---
title: "Introduction to derfinderHelper"
author: 
  - name: Leonardo Collado-Torres
    affiliation:
    - &libd Lieber Institute for Brain Development, Johns Hopkins Medical Campus
    - &ccb Center for Computational Biology, Johns Hopkins University
    email: lcolladotor@gmail.com
output:
  BiocStyle::html_document:
    self_contained: yes
    toc: true
    toc_float: true
    toc_depth: 2
    code_folding: show
date: "`r doc_date()`"
package: "`r pkg_ver('derfinderHelper')`"
vignette: >
  %\VignetteIndexEntry{Introduction to derfinderHelper}
  %\VignetteEngine{knitr::rmarkdown}
  %\VignetteEncoding{UTF-8}  
---

# Basics

## Install `r Biocpkg('derfinderHelper')`

`R` is an open-source statistical environment which can be easily modified to enhance its functionality via packages. `r Biocpkg('derfinderHelper')` is a `R` package available via the [Bioconductor](http://bioconductor/packages/derfinderHelper) repository for packages. `R` can be installed on any operating system from [CRAN](https://cran.r-project.org/) after which you can install `r Biocpkg('derfinderHelper')` by using the following commands in your `R` session:

```{r 'installDer', eval = FALSE}
if (!requireNamespace("BiocManager", quietly = TRUE))
    install.packages("BiocManager")

BiocManager::install("derfinderHelper")

## Check that you have a valid Bioconductor installation
BiocManager::valid()
```

## Required knowledge

`r Biocpkg('derfinderHelper')` is based on many other packages and in particular in those that have implemented the infrastructure needed for dealing with RNA-seq data. A `r Biocpkg('derfinderHelper')` user is not expected to deal with those packages directly but will need to be familiar with `r Biocpkg('derfinder')`.

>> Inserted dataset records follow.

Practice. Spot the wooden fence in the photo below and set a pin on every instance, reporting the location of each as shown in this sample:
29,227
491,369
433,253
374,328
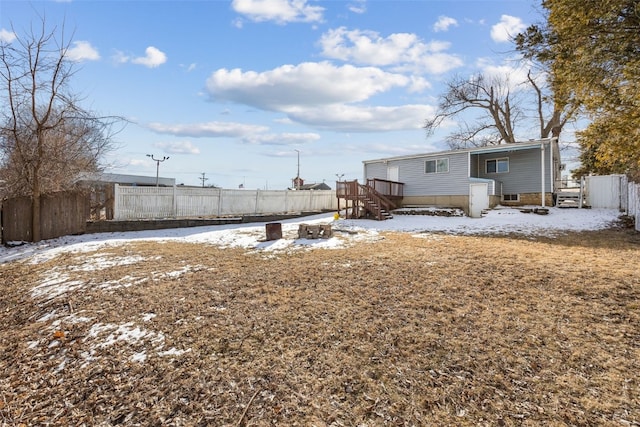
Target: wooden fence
633,202
61,214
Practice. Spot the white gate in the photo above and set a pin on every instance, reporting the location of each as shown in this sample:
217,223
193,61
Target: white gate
606,192
478,199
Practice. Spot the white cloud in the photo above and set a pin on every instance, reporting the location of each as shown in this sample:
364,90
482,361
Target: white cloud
289,87
513,77
7,36
184,147
398,49
153,58
279,11
365,119
210,129
358,6
281,138
507,28
444,23
120,57
83,51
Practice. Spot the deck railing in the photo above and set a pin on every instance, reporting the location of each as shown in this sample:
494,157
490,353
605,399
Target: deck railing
378,197
386,188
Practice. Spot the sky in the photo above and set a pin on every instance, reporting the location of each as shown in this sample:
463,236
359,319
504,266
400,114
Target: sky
248,92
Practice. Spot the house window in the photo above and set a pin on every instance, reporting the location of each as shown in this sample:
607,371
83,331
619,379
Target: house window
498,165
436,166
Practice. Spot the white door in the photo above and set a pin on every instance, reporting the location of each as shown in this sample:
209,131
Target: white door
478,199
393,173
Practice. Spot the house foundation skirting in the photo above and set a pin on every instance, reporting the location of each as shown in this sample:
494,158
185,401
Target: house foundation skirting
530,199
462,202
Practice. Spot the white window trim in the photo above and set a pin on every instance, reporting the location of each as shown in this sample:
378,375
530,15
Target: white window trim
517,199
497,160
436,164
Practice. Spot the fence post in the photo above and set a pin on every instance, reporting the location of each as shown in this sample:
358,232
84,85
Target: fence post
116,202
175,201
255,205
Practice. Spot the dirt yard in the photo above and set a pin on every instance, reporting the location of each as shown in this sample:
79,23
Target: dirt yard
411,330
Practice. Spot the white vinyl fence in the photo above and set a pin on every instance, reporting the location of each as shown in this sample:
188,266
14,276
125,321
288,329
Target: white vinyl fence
614,192
131,203
633,195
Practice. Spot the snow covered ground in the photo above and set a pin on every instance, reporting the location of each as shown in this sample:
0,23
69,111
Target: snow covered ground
252,236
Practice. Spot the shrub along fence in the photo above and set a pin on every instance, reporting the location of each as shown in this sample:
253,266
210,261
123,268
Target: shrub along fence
61,214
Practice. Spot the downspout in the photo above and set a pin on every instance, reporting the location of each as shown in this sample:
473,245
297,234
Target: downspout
542,170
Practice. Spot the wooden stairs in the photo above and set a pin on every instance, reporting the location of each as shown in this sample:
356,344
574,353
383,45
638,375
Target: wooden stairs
374,200
570,198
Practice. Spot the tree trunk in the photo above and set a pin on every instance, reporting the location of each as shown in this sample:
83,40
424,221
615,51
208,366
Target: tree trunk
36,234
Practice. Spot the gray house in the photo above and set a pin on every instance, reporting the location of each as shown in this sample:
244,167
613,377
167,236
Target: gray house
522,173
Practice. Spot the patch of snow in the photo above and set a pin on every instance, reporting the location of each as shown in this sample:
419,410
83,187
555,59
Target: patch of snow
139,357
146,317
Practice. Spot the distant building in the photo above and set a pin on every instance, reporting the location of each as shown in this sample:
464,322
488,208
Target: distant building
303,186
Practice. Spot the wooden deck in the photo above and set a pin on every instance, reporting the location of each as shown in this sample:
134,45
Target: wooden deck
375,199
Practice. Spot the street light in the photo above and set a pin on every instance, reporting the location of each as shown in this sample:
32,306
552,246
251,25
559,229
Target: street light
158,161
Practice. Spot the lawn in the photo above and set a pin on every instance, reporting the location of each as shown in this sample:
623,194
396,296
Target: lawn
410,329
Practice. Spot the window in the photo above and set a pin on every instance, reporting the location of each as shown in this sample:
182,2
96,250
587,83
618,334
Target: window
498,165
511,197
436,166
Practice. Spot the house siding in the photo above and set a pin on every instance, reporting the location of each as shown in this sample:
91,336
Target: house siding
524,174
418,183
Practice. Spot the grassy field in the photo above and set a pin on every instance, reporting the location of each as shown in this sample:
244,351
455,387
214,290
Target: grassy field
406,331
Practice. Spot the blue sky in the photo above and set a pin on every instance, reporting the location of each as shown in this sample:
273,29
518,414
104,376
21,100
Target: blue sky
238,90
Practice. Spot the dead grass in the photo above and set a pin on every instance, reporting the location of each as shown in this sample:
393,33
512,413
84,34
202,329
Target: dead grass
428,330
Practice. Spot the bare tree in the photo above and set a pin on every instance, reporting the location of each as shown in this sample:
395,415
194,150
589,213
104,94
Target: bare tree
46,138
490,113
492,97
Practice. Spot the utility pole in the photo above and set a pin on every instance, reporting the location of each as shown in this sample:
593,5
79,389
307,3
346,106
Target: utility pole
158,161
298,174
203,179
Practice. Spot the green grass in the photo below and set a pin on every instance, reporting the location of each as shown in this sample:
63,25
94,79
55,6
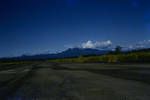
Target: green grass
137,57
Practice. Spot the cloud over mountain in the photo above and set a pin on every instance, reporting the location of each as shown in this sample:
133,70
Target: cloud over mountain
97,44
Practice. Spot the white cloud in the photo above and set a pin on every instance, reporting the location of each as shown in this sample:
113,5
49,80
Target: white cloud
97,44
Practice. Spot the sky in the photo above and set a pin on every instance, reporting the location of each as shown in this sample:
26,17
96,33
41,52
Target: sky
41,26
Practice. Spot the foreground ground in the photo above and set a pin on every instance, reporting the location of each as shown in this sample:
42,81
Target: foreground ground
50,81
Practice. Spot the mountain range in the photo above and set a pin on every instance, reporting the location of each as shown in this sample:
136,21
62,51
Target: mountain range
71,52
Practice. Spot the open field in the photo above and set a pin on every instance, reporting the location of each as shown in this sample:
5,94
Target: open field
72,81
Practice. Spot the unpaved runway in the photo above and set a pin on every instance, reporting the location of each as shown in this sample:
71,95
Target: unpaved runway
48,83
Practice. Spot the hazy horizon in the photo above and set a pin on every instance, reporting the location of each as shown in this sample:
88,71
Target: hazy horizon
38,26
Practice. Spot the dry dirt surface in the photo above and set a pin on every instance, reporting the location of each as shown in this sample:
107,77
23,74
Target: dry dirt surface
51,81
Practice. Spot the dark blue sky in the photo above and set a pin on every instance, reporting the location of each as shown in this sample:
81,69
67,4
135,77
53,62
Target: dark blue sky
36,26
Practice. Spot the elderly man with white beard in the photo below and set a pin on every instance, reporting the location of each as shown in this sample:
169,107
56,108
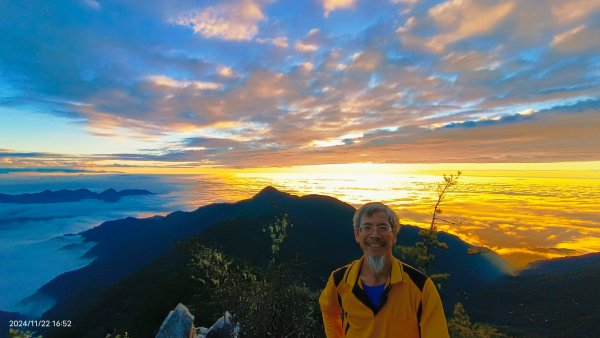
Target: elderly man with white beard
379,296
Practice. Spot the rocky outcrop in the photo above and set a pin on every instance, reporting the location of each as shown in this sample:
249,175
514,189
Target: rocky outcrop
178,324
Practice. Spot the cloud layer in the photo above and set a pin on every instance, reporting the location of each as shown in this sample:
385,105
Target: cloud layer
247,83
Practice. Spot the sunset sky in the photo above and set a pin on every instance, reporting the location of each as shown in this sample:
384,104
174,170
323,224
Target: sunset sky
166,86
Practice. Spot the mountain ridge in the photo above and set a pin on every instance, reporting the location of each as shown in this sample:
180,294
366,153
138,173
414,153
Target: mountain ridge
65,195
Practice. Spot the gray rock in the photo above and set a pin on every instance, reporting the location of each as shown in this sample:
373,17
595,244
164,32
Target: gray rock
224,328
178,324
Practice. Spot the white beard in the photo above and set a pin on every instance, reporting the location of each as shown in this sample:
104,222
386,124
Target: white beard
376,263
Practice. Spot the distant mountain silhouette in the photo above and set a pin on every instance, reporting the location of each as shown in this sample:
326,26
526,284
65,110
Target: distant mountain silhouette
64,195
556,298
321,238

If you are asking yourself the question "Where do I start using Bioconductor?" you might be interested in [this blog post](http://lcolladotor.github.io/2014/10/16/startbioc/#.VkOKbq6rRuU).

## Asking for help

As package developers, we try to explain clearly how to use our packages and in which order to use the functions. But `R` and `Bioconductor` have a steep learning curve so it is critical to learn where to ask for help. The blog post quoted above mentions some but we would like to highlight the [Bioconductor support site](https://support.bioconductor.org/) as the main resource for getting help: remember to use the `derfinder` or `derfinderHelper` tags and check [the older posts](https://support.bioconductor.org/t/derfinder/). Other alternatives are available such as creating GitHub issues and tweeting. However, please note that if you want to receive help you should adhere to the [posting guidelines](http://www.bioconductor.org/help/support/posting-guide/). It is particularly critical that you provide a small reproducible example and your session information so package developers can track down the source of the error.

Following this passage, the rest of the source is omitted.